Arts, Books, Russia, Society

Book Review: Putin’s People

LITERARY REVIEW

Belton

HEGEMONY

IN Russia, the national referendum to extend Vladimir Putin’s stay in office for another 12 years has been postponed.

The proposal that he was to continue for two more six-year terms after his present mandate ends in 2024 was due to be put to the people on Wednesday, 22 April. But due to coronavirus, or Covid-19, the vote was deferred.

Given his vice-like grip on the levers of power of that vast country and the muted opposition to him, there can be little doubt which way it would have gone. He would effectively have been endorsed as president for life.

But now there is a pause – if a brief one – in his relentless pursuit of an unchallenged and supreme autocracy.

That even tough gut Vlad – “The Papa” or “The Number One” as his cronies call him – must bow to the virus is almost a relief. Because in the twenty years since he grabbed the presidency, no one at home has managed to stand in his way without being rolled over, removed, imprisoned, killed, cowed or bribed into submission.

At the same time, he has turned a clapped-out post-communist nation going nowhere into an aggressive and much feared international power. Putin’s Russia now has its insidious fingers in every political, diplomatic, military and financial pie around the world – with deeply worrying implications for all of us.

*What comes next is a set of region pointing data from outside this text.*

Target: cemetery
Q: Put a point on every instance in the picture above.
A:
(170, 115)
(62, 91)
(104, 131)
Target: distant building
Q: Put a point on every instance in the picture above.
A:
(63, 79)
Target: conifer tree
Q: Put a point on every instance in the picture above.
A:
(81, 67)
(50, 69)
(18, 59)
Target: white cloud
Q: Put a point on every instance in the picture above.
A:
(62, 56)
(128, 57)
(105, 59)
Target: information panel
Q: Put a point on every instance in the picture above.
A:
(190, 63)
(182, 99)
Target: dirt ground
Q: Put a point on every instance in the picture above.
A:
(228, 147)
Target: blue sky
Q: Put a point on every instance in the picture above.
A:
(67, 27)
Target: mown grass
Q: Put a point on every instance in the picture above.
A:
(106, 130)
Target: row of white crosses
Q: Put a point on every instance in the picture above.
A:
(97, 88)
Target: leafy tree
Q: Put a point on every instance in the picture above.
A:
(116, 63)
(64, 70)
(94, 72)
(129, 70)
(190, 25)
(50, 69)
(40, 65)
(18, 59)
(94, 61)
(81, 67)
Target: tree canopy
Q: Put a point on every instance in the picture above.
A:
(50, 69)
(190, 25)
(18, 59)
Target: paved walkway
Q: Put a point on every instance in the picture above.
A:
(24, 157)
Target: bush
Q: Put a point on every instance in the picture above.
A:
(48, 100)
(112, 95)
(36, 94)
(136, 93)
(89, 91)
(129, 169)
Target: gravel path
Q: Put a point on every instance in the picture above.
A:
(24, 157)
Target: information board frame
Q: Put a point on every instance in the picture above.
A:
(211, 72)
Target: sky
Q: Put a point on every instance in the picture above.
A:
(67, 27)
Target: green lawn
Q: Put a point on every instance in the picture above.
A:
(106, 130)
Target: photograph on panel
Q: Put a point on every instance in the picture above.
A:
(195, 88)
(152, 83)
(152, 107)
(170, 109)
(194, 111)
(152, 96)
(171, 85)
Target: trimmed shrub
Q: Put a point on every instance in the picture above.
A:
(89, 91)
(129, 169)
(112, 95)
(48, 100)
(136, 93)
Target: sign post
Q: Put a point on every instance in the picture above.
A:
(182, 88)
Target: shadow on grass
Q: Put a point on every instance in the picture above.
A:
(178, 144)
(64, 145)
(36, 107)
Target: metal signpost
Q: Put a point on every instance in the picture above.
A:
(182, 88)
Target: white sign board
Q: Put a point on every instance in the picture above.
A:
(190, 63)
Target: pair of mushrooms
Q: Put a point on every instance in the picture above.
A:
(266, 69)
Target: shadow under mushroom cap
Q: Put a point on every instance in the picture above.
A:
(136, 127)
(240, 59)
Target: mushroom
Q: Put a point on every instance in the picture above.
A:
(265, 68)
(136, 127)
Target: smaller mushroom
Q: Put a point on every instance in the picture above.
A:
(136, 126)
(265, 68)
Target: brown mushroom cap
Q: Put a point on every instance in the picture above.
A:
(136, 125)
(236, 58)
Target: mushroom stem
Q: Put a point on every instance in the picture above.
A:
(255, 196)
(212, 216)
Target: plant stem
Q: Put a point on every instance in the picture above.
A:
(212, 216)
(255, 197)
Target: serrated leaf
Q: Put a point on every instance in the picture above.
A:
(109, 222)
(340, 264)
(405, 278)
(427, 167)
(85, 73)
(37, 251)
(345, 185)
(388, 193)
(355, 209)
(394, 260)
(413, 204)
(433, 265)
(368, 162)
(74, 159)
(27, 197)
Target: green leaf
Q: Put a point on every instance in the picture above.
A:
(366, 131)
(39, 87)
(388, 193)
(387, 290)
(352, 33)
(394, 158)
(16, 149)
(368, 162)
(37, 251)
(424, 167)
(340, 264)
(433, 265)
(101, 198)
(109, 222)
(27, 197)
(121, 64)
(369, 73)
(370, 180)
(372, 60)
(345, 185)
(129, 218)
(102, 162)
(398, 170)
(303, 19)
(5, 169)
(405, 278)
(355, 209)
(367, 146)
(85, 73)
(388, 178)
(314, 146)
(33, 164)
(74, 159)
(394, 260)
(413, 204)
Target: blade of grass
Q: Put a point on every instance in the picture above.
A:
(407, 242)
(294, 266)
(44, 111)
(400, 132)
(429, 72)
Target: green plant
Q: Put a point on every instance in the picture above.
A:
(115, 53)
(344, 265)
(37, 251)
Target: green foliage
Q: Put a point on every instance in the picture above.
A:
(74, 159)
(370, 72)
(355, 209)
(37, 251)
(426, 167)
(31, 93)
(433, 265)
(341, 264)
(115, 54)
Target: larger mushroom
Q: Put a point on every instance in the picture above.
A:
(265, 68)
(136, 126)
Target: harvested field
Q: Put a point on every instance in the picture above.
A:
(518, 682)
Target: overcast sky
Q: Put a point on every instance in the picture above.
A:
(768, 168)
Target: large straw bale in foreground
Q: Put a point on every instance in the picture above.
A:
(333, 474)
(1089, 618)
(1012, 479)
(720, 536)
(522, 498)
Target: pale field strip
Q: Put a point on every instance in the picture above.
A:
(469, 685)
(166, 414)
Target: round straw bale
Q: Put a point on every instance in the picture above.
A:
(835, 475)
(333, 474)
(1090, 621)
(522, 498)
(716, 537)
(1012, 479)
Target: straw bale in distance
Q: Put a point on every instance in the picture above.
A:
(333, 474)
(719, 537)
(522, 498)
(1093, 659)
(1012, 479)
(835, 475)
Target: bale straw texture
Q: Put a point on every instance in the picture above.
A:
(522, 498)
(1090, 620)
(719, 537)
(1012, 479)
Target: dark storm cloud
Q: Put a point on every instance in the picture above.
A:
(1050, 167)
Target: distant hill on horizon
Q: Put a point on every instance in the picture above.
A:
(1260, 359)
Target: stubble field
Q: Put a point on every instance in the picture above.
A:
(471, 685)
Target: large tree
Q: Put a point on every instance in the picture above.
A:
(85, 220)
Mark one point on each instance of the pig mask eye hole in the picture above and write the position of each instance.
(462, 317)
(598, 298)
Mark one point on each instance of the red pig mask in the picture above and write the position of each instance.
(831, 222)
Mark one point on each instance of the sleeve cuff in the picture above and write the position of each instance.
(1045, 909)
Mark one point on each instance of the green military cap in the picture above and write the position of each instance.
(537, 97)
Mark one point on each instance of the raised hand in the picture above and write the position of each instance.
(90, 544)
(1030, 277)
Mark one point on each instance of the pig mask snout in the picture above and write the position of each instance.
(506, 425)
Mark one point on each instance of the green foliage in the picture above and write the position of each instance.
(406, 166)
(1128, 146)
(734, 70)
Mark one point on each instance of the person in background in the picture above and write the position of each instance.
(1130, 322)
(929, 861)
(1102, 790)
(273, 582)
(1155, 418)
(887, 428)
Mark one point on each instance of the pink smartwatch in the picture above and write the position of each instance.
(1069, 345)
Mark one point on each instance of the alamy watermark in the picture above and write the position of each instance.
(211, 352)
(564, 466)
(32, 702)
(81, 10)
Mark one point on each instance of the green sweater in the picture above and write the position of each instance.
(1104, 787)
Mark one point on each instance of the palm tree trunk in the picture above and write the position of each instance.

How this man seemingly from nowhere managed his Napoleonic rise from mere deputy mayor of St Petersburg to absolute power is arguably the biggest story of the 21st century so far.

In forensically unravelling it, journalist Catherine Belton, former Moscow correspondent of the Financial Times, has done a great service, producing a book that western experts on modern Russia acknowledge as vital to our understanding of the Putin phenomenon.

Her study and thesis is chilling indeed. When the Soviet Union disintegrated in 1991 and communism gave way to a makeshift form of democracy, the KGB, Moscow’s underground army of spies, crooks and secret policemen, disappeared from the radar. But they hadn’t gone for good. They weren’t defeated, only biding their time.

Their moment came when the oligarchs, who in effect ran Russia after making vast fortunes from oil, gas and mineral rights amid the economic and political chaos of the Yeltsin years, catapulted the seemingly pliable Putin into the presidency.

They promoted him as their man to sort the country out and bring it to some semblance of liberal democracy. They didn’t expect him to last more than one four-year term.

What they didn’t reckon on was that Putin was KGB to the core. He’d cut his teeth spying on the West in the old communist days, subverting Western businessmen, stealing industrial secrets, and smuggling. And it was with his old pals that his true allegiance lay.

With Putin in the driving seat, Belton argues, the KGB was back in control of Russia and its grip on the country is as strong now as it ever was in the Soviet days.

His agenda – eagerly taken up by the so-called siloviki (the word means “strongmen”) he recruited from the old ranks – was to make the nation all-powerful again, a top-down, state-run force not to be trifled with at home or abroad.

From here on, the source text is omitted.